Subal has changed the positions of the focus point selector; they have been moved apart, so that you can easily press them even with gloves on and the buttons are slightly angled so that you can feel them. Further down, the info button is at exactly the same location as on the camera.
Next is a large window for the LCD and the interchangeable viewfinders. The whole rear window is removable in order to house Subal’s prism viewfinder that let you overlook the monitor from a comfortable 30° view. This feature should be available by the end of June and should be a great tool for videographers.
On the left side of the window are buttons for all available controls on the D7000. All have been moved to the left in order to be controlled by the thumb.
Subal have used their standard Quick Lock system to close the backplate.
The left side:
On the upper side are two openings for electrical connections that you can customize individually. Since the D7000 features video, a hydrophone can be accommodated or an HDMI/Video out connector for monitors or even a remote control. Whatever suits your needs best. That means that with the ND7000 housing you potentially have 5 external connections, 2 optical and up to three electrical ones.
Below is the large knob for zoom or focus control of the lenses, retractable in order to change lenses more effectively, disable manual focus control for prime lenses or retracting the tray in order to change the SD cards without having to take the camera out of the housing (yes, it is possible).
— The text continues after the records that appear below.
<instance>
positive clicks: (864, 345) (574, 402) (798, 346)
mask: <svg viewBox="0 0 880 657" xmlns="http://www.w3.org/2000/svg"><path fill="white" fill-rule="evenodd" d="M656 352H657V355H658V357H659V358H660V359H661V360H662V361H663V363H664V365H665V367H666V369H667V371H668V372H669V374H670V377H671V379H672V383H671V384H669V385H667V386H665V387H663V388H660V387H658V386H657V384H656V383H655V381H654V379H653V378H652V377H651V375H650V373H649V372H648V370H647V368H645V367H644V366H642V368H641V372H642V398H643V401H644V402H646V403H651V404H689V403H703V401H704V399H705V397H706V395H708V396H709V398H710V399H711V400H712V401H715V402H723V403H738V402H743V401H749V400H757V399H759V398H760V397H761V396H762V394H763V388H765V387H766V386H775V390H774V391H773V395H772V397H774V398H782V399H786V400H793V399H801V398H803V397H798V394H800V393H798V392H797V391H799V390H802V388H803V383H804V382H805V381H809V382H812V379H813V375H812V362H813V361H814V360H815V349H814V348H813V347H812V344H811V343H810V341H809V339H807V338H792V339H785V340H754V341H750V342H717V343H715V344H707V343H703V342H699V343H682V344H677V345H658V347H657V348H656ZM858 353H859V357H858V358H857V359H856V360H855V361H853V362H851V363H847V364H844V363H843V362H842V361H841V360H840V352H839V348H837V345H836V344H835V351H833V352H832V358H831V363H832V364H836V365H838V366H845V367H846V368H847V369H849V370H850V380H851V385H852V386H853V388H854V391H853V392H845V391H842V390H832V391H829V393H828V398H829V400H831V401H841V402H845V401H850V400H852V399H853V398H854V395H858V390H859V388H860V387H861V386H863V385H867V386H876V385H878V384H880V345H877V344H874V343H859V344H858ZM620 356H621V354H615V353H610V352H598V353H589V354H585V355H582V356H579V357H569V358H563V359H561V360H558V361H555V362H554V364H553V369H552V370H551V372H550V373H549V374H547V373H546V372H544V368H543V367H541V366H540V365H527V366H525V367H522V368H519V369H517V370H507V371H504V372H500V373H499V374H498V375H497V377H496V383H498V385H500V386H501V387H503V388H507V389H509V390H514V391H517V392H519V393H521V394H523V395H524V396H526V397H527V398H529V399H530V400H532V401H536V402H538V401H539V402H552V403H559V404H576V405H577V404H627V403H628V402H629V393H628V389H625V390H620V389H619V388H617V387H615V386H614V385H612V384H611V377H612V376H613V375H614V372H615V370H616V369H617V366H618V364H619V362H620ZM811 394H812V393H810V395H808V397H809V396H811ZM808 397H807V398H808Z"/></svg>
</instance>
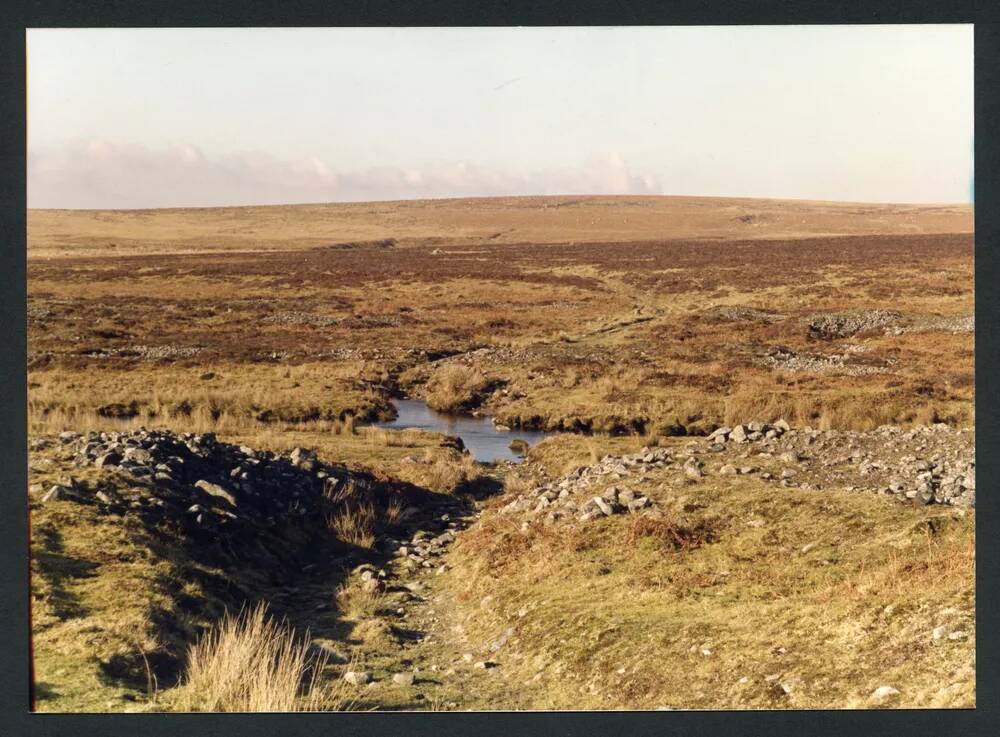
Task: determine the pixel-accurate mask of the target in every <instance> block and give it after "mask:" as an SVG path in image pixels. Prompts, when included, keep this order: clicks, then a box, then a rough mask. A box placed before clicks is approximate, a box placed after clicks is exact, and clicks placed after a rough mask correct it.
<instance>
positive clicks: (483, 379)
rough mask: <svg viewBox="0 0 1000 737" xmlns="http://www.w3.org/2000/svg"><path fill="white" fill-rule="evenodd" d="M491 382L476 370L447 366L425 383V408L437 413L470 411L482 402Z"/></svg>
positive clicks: (436, 371) (444, 367)
mask: <svg viewBox="0 0 1000 737" xmlns="http://www.w3.org/2000/svg"><path fill="white" fill-rule="evenodd" d="M490 384H491V381H490V379H488V378H487V377H486V374H484V373H483V372H482V371H481V370H479V369H478V368H472V367H469V366H463V365H461V364H449V365H447V366H444V367H443V368H440V369H438V370H437V371H436V372H435V373H434V374H433V375H432V376H431V378H430V379H429V380H428V381H427V396H426V401H427V406H429V407H431V408H432V409H436V410H437V411H438V412H460V411H462V410H467V409H472V408H473V407H475V406H477V405H478V404H479V403H480V402H481V401H482V395H483V393H484V392H486V391H487V390H488V389H489V387H490Z"/></svg>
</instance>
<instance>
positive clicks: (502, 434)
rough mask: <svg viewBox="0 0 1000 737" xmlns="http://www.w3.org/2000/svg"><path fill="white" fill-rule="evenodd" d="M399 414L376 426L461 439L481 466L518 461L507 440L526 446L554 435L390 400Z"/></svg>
mask: <svg viewBox="0 0 1000 737" xmlns="http://www.w3.org/2000/svg"><path fill="white" fill-rule="evenodd" d="M393 404H394V405H395V407H396V411H397V412H399V415H398V416H397V417H396V419H395V420H393V421H392V422H379V423H378V427H385V428H390V429H393V430H405V429H406V428H408V427H415V428H418V429H420V430H427V431H429V432H440V433H444V434H445V435H454V436H455V437H459V438H461V439H462V442H463V443H465V447H466V448H467V449H468V450H469V453H471V454H472V457H473V458H475V459H476V460H477V461H481V462H483V463H493V462H494V461H515V462H517V461H520V460H522V458H521V455H520V454H518V453H515V452H514V451H512V450H511V449H510V441H512V440H514V439H519V440H523V441H525V442H526V443H527V444H528V445H534V444H535V443H537V442H538V441H539V440H542V439H544V438H547V437H549V436H550V435H552V434H553V433H550V432H540V431H537V430H511V431H510V432H504V431H501V430H497V429H496V428H495V427H494V426H493V423H492V422H491V421H490V420H489V419H488V418H486V417H473V416H472V415H445V414H441V413H440V412H435V411H434V410H432V409H431V408H430V407H428V406H427V405H426V404H425V403H424V402H423V401H422V400H419V399H396V400H393Z"/></svg>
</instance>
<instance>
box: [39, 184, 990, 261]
mask: <svg viewBox="0 0 1000 737" xmlns="http://www.w3.org/2000/svg"><path fill="white" fill-rule="evenodd" d="M971 232H973V214H972V207H971V205H968V204H957V205H956V204H951V205H949V204H941V205H906V204H871V203H844V202H819V201H808V200H767V199H745V198H716V197H665V196H657V197H635V196H553V197H493V198H475V199H445V200H406V201H395V202H363V203H357V202H352V203H335V204H310V205H274V206H252V207H222V208H214V207H213V208H189V209H161V210H29V212H28V250H29V253H30V255H31V256H33V257H36V256H44V257H53V256H65V255H92V254H94V253H95V252H105V251H106V250H108V249H117V251H118V252H121V253H135V252H142V253H164V252H172V253H179V252H180V253H183V252H186V251H231V250H265V249H266V250H272V249H295V248H306V247H315V246H321V245H338V244H342V243H353V242H359V241H372V240H379V239H388V238H392V239H395V240H396V241H397V242H398V243H399V245H400V246H404V247H405V246H406V245H407V244H409V243H414V242H418V241H419V242H423V243H426V242H428V241H436V242H440V243H442V244H451V243H471V244H475V243H482V242H491V243H539V244H542V243H565V242H605V243H607V242H615V241H621V242H628V241H648V240H670V239H674V238H684V239H692V238H694V239H697V238H706V239H713V240H716V239H729V238H733V239H740V240H746V239H756V238H761V239H767V238H783V239H788V238H799V237H807V236H827V235H885V234H908V233H912V234H932V233H971Z"/></svg>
The last control is the focus selector and again this is a special one since it can also be retracted. This is not only necessary for changing memory cards, but also if you happen to forget to align the housings’ control with the cameras’ before going diving. This happened to me more than one time with my Non-Subal F100 housing and rendered most of the pictures useless. It was a great relief when I switched to the ND3 and I very much appreciate this feature. With the Nikon D7000 the Focus selector has a small button that is very important for changing focus modes with the dials.
The upper side:
To the right is the usual Subal layout featuring buttons mirroring their position on the camera. I have to admit that I never use the metering button since I always measure with matrix, and I don’t need the exposure compensation button because I’ll do the quick exposure compensation with dials (the custom function b3 has to be turned on). To the side is the lens for the moisture alarm
The On/Off switch is a lever that can be retracted if you forget to align it correctly with the camera. While other manufacturers have cut the display window Subal has stuck to its rules of providing any possible camera function and by my opinion this was a very wise move since I can think of a lot of photo techniques were you need the upper display information. The most important is macro work on a flat sand bed where you certainly will face problems when needing information from the LCD screen below the viewfinder. On the side of the top is the lever for pushing the camera’s pop-up flash back into place.
On top of the housing you will find a connection for accessories like focus lights. In front are two additional holes. Subal’s new boss, Mr. Harald Karl, has explained me that this is for some sort of cage that lets you mount up to 4 optical cables, for 4 flashes, onto the two sockets at the front. That means an actual potential for 7 connections on the housing: 4 optical and 3 electrical.
I can’t think of any setup that will need all these external devices at once but I certainly will use a hydrophone and S6 connectors and maybe even a video/remote for polecam work so it’s good to know that all possible connections are provided.